(I was not going to post this answer, but then it occurred to me that this it is a continuation of a discussion with Mr.Wizard over programming styles.)
I think this answer provides an elegant solution -- at least for the less critical readers.
Note that the grammar generation code is the most complicated part. The rest is fairly direct and straightforward.

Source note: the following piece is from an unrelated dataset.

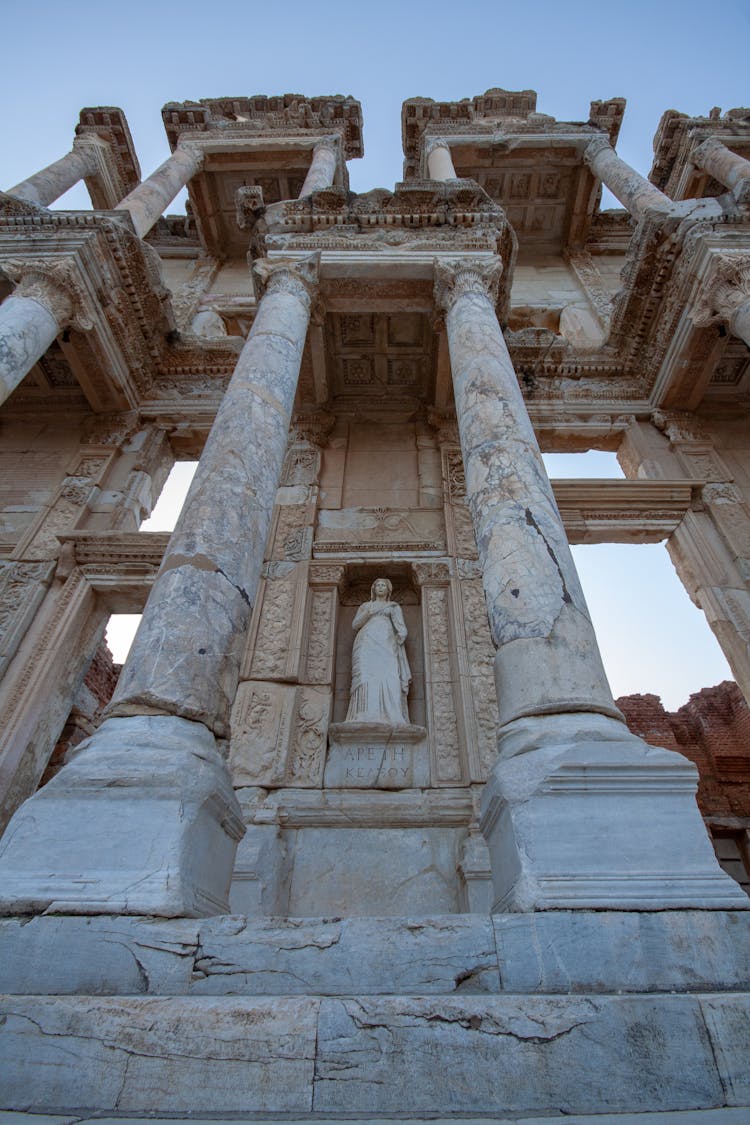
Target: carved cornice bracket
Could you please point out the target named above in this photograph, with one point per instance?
(55, 285)
(726, 289)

This generates aan EBNF grammar for sequences of chemical elements:
Import["https://raw.githubusercontent.com/antononcube/MathematicaForPrediction/master/FunctionalParsers.m"] elemNames = ToLowerCase[ Sort[ElementData[#, "Abbreviation"] & /@ ElementData["*"]]]; ebnfChemElem = "<chem-elem> = " <> StringReplace[ ToString[ If[StringLength[#] == 1, "'" <> # <> "'", StringJoin @@ Riffle["'" <> # <> "'" & /@ Characters[#], ","]] & /@ elemNames], {", " -> " | ", "{" -> "", "}" -> ""}] <> ";"; ebnfChemSplit = "<chem-split> = { <chem-elem> } ;"; ebnfChemElem <> "\n" <> ebnfChemSplit The rule for the <chem-split> specifies that <chem-split> is a list of <chem-elem> strings.

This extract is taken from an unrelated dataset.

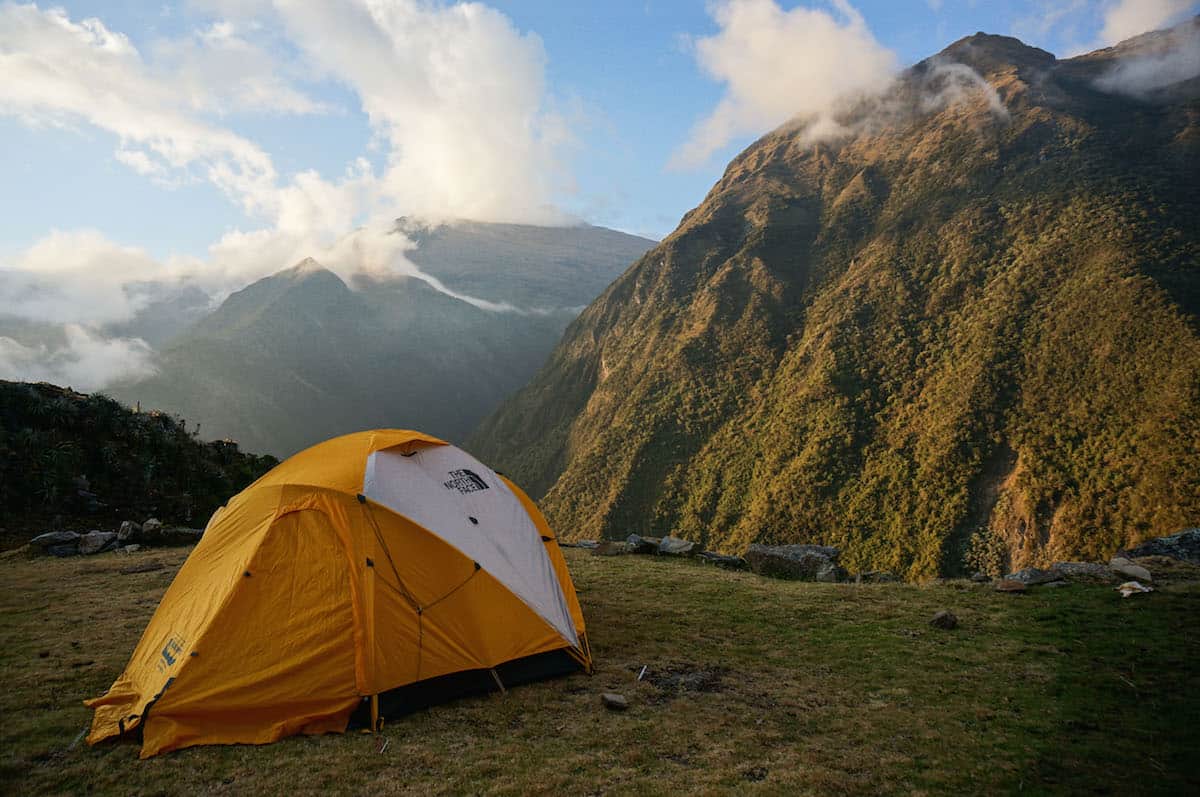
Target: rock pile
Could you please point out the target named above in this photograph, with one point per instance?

The following code generates parsers and adds parser modifiers to concatenate the characters:
res = GenerateParsersFromEBNF[ ParseToEBNFTokens[ebnfChemElem <> ebnfChemSplit]]; LeafCount[res] (* 4646 *) SetParserModifier[pCHEMELEM, StringJoin[Flatten[{#}]] &]; SetParserModifier[pCHEMSPLIT, Map[StringJoin, #] &]; The following parsing examples are with the generated pCHEMSPLIT:
words = {"titanic", "silicon", "archbishop", "wombat", "mathematica"}; ParsingTestTable[pCHEMSPLIT, words, "TokenizerFunction" -> Characters] The above does not parse all possible cases because ParseMany is implemented to pick shortest parsing paths. The parser generator uses ParseMany for { ... } parts in the EBNF rules.

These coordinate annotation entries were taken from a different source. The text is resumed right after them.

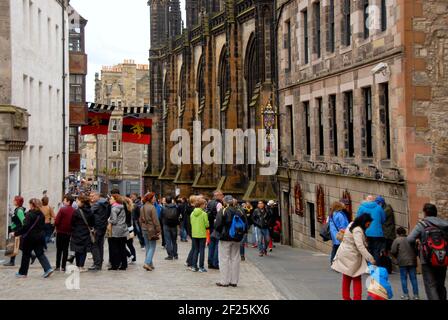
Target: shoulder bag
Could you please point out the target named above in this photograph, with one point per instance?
(91, 230)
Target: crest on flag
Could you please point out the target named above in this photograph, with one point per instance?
(137, 130)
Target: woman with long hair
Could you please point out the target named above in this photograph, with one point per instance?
(49, 219)
(338, 223)
(32, 239)
(119, 234)
(352, 256)
(151, 229)
(130, 251)
(82, 222)
(17, 221)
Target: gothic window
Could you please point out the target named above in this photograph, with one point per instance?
(182, 90)
(201, 86)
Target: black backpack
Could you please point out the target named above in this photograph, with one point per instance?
(171, 216)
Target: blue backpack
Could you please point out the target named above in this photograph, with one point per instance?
(238, 228)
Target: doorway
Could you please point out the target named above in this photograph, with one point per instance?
(13, 187)
(312, 219)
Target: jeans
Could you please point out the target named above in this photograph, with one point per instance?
(412, 272)
(190, 256)
(171, 240)
(98, 251)
(213, 252)
(198, 252)
(183, 233)
(375, 246)
(229, 256)
(131, 252)
(62, 244)
(357, 287)
(49, 228)
(80, 259)
(333, 253)
(434, 280)
(139, 233)
(263, 239)
(118, 257)
(38, 248)
(243, 245)
(150, 246)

With an alternative, greedier ParseMany implementation we can get all possible valid parsings:
pChemElem = ParseModify[DeleteDuplicates, ParseApply[Flatten,ParseManyByBranching[pCHEMELEM]]]; words = {"titanic", "silicon", "archbishop", "wombat", "mathematica"}; ParsingTestTable[pChemElem, words, "TokenizerFunction" -> Characters] (Initially I did not think that posting this answer would contribute to the discussion, but then it occurred to me that it is a continuation of another discussion with Mr.Wizard over programming styles.)